I remember visiting a particular church in East Anglia, accompanied by a trustee of the Historic Churches Preservation Trust. The building was nothing special architecturally or historically, and it had a congregation on an average Sunday of around five people. I said that I couldn’t see how it could possibly be sustainable as a church in the long term, but we then went outside and I found myself looking straight at the grave of the husband of the trustee with me. She said quietly: ‘You see, James, for some of us this place is more than just stone and mortar’. I was suitably chastened. Nor do those associations disappear over time. It’s worth reminding ourselves that God came to be one of us in a particular place at a particular time. Every church is meant to be a tangible expression of God’s love, to remind us that he’s with us through the centuries, at our most important moments, often when we’re at our most vulnerable, as many on the streets of Paris must have felt last night.
But it’s also worth adding that these buildings act as a sign of the life of God’s love in the places where they were built. Church buildings are all about people, not just about architecture. It may be considered to be unfortunate that in English we have the same word that means church building, church congregation and church denomination. It can lead to misunderstanding, but it maybe points to an important fact; church buildings must be alive to survive to the next generation. I wonder if you’ve ever visited a closed church; it’s a desperately sad sight. And so it’s important that whatever the conservation bodies consider must be protected architecturally and historically for posterity, they mustn’t be allowed to forget that these buildings won’t survive unless they remain places which represent the love of the living God for the community in that place:
‘The Word became flesh and lived among us’. (John 1: 14)

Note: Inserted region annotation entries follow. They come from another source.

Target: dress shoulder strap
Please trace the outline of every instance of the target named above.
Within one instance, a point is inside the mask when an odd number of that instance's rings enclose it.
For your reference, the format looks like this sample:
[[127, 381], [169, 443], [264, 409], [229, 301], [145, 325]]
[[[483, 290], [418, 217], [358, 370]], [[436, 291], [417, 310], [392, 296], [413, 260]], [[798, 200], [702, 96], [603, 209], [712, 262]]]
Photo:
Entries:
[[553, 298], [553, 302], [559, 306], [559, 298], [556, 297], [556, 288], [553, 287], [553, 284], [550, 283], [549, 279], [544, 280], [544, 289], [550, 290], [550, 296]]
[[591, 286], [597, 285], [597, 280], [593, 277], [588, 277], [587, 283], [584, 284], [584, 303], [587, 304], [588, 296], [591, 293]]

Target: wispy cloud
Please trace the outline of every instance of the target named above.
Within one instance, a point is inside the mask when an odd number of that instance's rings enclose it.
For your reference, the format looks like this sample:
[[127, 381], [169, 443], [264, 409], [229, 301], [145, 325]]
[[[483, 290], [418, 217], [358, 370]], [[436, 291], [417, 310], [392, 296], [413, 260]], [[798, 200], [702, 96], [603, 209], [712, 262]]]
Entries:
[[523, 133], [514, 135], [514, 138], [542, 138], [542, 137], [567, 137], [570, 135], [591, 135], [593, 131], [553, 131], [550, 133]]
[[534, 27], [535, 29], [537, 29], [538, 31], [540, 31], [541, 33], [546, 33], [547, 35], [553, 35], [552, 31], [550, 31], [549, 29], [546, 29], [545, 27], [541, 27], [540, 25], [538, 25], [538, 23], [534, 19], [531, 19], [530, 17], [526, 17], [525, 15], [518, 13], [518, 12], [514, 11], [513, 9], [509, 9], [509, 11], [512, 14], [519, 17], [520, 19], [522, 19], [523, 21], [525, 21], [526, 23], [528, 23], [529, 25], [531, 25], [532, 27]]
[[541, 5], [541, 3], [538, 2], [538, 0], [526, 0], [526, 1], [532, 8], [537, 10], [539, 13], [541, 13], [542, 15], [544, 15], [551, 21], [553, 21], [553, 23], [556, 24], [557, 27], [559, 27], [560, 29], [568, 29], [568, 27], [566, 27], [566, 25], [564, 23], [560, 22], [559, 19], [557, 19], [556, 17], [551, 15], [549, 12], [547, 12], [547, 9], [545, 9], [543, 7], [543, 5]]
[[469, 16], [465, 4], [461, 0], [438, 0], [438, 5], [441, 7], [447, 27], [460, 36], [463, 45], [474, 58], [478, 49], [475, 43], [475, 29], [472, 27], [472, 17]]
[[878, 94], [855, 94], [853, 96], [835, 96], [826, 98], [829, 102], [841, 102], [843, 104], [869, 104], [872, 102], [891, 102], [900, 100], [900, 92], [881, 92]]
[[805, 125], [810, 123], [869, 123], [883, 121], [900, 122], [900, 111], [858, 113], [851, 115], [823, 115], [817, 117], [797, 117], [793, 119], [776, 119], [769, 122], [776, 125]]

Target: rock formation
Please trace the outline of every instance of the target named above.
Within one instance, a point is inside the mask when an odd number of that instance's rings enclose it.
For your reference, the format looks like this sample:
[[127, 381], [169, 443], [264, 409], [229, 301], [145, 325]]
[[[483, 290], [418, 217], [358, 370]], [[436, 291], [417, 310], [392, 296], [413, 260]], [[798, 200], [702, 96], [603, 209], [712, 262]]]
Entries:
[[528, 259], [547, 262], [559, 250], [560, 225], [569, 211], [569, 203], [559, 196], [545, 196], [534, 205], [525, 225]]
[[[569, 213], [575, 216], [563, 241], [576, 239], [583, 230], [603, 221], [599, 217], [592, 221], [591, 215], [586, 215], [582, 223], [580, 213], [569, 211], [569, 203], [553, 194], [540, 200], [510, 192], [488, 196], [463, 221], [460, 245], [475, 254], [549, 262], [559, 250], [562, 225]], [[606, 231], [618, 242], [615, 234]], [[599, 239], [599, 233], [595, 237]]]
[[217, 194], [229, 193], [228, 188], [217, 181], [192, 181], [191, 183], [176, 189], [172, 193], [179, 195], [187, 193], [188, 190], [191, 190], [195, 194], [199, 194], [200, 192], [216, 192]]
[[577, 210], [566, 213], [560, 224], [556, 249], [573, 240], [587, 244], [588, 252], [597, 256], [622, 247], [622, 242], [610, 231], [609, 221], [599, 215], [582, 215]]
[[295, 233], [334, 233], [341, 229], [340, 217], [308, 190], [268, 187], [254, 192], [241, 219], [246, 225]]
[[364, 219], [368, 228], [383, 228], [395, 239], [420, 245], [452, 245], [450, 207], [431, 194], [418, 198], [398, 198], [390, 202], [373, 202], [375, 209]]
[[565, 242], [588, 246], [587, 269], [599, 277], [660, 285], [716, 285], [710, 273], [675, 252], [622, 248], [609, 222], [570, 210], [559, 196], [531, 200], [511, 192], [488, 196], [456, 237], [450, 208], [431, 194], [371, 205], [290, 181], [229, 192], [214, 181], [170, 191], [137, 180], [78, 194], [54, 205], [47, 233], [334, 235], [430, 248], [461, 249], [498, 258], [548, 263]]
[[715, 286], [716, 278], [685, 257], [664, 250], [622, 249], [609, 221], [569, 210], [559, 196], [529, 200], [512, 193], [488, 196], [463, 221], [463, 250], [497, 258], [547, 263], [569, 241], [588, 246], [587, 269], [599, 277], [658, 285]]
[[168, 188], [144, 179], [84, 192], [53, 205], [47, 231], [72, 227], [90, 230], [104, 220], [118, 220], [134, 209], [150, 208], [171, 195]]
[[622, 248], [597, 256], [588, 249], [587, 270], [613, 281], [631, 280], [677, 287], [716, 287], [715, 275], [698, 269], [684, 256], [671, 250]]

And so at the start of this, the holiest week in the Christian calendar, as my heart goes out to the people of France, and remembering with affection the many visits that I’ve made to Notre Dame over the decades (starting with the blackened building of my youth before the cleaners managed to reveal the gleaming white stone underneath) I hope the French people and authorities will take their time to consider how God speaks to them now. I hope that they’ll consider the needs of their place and time, and reflect on what they hope to achieve from the restoration, before rushing in perhaps to try to replicate that which cannot be replicated.